The teen is now attending Lake Pend Oreille Alternative School in Sandpoint. While Tyler was not inclined to put forth an effort at school in previous years, this year is different.
Not only does he need to pass his classes to get a high school diploma so he can fulfill his dream of becoming an auto mechanic, but there are also legal consequences.
When he was in the eighth grade, he pleaded guilty to possession of a controlled substance for taking some of his mom’s pain pills.
The felony conviction will go away if he stays out of trouble, but one of the conditions of his probation is doing well in school.
Said Tyler, “If I try my hardest and I still fail, then there’s nothing I can do.”
Ending social promotion
Nearly 60 studies have been written about the pros and cons of promotion versus retention, according to one report.
Generally, “flunked students perform worse and drop out of school at higher rates,” according to an analysis by K12 Academics, a national education resource website. “For those held back two or more grades, the dropout rate is nearly 100 percent.”
In contrast, according to the U.S. Department of Education, “Research indicates, and common sense confirms, that passing students on to the next grade when they are unprepared neither increases student achievement nor properly prepares students for college and future employment.”
No national data is kept regarding social promotion, and neither Idaho nor Washington has any statewide statistics. Inland Northwest school districts reluctantly admitted it occurs, but they don’t track official numbers.
The U.S. Department of Education concluded the result of either retention or promotion is “unacceptably high dropout rates, especially for poor and minority students.”
The key to helping students succeed in school is intervention, early and often, educators say.
Idaho, for example, requires districts to offer intervention programs as part of its new middle school credit system – one-on-one or group instruction based on the individual’s learning needs, state officials said.
The first check of students is done six weeks after the school year starts.
“I would be cautious with social promotion now that we have a program in place,” said Sauer, of the Idaho Department of Education. “Students are going to be held to a higher standard. If we promote them without the skills necessary, then we are setting them up for failure.”
That doesn’t mean it won’t happen, however.
“We obviously need to have a mechanism in place that allows for an alternate route and flexibility,” Sauer said. “Sometimes there are extenuating circumstances and we’d be remiss if we didn’t take those into consideration.”
Social promotion became an issue for Spokane Public Schools after the administration realized a third of high school freshmen were failing one or more classes at the end of the first semester, officials said.

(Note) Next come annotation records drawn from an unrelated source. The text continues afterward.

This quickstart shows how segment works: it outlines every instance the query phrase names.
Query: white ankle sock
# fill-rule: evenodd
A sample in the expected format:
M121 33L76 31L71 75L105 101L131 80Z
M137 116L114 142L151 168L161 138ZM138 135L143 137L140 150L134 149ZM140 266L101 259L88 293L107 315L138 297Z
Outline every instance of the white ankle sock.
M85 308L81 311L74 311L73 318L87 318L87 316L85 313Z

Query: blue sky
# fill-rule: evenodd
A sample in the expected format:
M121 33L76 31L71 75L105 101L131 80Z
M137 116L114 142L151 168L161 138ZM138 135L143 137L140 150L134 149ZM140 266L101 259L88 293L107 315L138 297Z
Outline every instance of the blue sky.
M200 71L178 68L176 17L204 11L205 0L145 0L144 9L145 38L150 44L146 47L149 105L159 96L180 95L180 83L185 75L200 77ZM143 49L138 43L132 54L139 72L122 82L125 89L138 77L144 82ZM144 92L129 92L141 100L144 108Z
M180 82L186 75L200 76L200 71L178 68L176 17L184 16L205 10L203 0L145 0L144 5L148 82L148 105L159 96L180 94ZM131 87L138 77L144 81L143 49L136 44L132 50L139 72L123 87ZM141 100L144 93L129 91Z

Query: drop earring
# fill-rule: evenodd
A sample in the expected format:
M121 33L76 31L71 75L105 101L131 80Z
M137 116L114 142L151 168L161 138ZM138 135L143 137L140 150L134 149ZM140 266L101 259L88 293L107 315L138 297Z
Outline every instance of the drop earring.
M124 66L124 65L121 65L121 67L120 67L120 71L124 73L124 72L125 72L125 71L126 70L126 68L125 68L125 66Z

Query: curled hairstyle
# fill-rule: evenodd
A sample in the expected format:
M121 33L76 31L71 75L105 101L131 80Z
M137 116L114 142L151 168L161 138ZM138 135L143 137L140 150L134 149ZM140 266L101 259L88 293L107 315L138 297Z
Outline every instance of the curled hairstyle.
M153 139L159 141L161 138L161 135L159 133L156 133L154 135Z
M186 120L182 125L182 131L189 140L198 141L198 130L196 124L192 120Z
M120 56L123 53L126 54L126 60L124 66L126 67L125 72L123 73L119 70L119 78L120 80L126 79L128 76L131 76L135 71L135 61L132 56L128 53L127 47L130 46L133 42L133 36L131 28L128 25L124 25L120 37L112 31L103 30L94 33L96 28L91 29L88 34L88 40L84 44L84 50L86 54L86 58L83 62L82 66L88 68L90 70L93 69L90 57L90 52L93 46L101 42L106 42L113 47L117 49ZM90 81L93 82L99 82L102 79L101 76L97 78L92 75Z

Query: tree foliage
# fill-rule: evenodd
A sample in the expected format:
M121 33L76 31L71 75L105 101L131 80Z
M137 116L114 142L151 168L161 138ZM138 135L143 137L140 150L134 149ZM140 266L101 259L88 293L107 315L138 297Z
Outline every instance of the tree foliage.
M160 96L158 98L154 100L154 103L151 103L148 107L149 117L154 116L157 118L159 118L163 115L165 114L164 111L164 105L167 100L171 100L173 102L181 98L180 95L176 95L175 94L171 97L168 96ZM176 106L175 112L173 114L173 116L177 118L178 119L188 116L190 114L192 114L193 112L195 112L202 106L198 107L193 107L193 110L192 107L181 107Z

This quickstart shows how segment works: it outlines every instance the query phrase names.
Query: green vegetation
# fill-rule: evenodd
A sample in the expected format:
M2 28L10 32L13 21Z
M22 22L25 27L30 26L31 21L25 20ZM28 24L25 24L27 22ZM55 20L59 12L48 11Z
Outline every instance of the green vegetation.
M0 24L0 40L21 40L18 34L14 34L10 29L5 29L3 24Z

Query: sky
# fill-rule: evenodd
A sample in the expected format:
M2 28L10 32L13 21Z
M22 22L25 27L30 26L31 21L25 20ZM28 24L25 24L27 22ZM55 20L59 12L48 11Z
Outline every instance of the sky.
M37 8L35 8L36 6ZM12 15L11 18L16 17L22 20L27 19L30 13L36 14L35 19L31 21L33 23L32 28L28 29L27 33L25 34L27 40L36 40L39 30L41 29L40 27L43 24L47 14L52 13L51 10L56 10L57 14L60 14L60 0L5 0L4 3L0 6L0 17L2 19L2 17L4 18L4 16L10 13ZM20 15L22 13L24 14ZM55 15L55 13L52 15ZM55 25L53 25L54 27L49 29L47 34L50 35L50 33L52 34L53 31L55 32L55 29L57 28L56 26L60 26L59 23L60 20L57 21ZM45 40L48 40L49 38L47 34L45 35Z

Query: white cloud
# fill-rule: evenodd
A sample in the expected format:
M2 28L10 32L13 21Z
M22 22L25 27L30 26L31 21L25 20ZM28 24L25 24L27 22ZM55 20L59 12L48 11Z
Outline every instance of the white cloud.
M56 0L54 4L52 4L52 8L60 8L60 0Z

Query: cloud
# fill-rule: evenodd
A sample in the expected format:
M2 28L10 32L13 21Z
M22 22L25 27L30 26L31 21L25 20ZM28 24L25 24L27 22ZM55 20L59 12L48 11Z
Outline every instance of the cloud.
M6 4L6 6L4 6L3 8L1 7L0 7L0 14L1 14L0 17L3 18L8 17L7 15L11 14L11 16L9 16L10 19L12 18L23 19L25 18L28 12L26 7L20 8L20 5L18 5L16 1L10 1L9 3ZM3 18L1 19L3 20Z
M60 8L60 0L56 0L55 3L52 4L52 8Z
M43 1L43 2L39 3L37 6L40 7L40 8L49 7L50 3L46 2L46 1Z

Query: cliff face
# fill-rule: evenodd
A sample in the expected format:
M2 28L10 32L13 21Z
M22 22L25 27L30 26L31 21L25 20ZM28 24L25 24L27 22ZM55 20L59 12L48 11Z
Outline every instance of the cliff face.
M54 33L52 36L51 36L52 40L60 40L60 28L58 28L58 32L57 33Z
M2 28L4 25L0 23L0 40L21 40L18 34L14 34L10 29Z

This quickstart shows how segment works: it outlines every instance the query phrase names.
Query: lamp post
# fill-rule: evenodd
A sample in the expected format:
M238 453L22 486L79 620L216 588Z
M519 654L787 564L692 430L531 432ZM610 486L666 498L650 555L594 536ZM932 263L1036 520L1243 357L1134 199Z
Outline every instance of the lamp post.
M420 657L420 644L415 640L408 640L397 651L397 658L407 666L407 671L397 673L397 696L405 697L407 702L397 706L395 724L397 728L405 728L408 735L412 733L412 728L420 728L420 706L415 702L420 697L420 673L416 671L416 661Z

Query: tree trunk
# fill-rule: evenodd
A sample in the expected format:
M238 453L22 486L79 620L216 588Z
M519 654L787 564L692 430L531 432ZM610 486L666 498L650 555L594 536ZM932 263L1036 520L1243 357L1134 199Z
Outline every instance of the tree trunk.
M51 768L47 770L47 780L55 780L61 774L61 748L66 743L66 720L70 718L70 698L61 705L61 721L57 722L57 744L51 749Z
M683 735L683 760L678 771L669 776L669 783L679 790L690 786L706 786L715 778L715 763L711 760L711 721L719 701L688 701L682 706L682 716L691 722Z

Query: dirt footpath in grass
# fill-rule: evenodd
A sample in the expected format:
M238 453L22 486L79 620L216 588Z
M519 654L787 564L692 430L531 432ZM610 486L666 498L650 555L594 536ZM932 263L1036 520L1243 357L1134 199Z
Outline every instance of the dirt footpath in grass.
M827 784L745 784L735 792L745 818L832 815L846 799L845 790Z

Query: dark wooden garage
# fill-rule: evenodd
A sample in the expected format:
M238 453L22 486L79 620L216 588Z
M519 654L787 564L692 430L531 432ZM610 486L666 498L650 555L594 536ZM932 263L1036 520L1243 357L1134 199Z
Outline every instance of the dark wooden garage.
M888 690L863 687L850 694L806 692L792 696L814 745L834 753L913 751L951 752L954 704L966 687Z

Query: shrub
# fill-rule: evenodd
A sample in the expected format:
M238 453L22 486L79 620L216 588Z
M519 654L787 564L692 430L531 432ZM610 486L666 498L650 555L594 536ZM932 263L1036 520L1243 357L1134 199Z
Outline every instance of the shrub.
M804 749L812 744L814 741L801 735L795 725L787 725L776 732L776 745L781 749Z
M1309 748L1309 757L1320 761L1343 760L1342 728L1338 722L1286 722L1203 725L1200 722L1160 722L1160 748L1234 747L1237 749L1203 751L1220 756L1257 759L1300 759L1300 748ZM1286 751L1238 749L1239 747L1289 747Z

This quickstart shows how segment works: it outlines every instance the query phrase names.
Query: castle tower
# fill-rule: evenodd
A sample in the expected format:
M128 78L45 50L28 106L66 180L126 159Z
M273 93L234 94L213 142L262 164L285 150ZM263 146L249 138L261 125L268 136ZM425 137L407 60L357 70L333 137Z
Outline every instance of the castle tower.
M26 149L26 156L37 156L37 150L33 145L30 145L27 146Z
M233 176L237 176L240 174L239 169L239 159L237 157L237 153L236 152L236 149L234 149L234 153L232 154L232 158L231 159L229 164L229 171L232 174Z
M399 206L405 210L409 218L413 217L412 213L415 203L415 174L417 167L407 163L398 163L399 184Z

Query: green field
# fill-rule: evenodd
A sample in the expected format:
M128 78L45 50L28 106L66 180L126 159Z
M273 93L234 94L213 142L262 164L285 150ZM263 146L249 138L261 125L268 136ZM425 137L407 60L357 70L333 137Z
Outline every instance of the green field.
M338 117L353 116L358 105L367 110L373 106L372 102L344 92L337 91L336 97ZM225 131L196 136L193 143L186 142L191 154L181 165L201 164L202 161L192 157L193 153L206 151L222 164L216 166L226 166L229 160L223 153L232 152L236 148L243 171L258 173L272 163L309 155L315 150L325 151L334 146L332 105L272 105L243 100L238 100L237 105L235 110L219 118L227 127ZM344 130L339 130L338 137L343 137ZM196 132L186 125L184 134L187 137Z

The school board took a stance to end the practice effective this school year. “As a board, we really talked about the fact that the kids who fail in high school didn’t just start failing in high school,” said Chapin, the school board president. “High school is just part of the continuum.”
The district is taking the approach that “the minute students get off track in middle school there’s going to be intervention,” Chapin said.
Although the district’s budget had to be cut this year, helping middle school students meet academic marks was made a priority.
Individual Credit Advancement Now, or ICAN, requires students who don’t pass math or language arts to stay after school for tutoring. It will involve Spokane Virtual Learning as well as their classroom teacher.
In addition, a new assessment tool tests students in sixth, seventh and eighth grades in math and reading, “so we can catch kids who are falling behind sooner,” Chapin said.
There are also summer school programs to help students catch up in core curriculum areas.
“This is a culture change. Years ago the middle school mantra was ‘nurture the social and emotional,’ ” Chapin said. “We’re still doing that, but more.”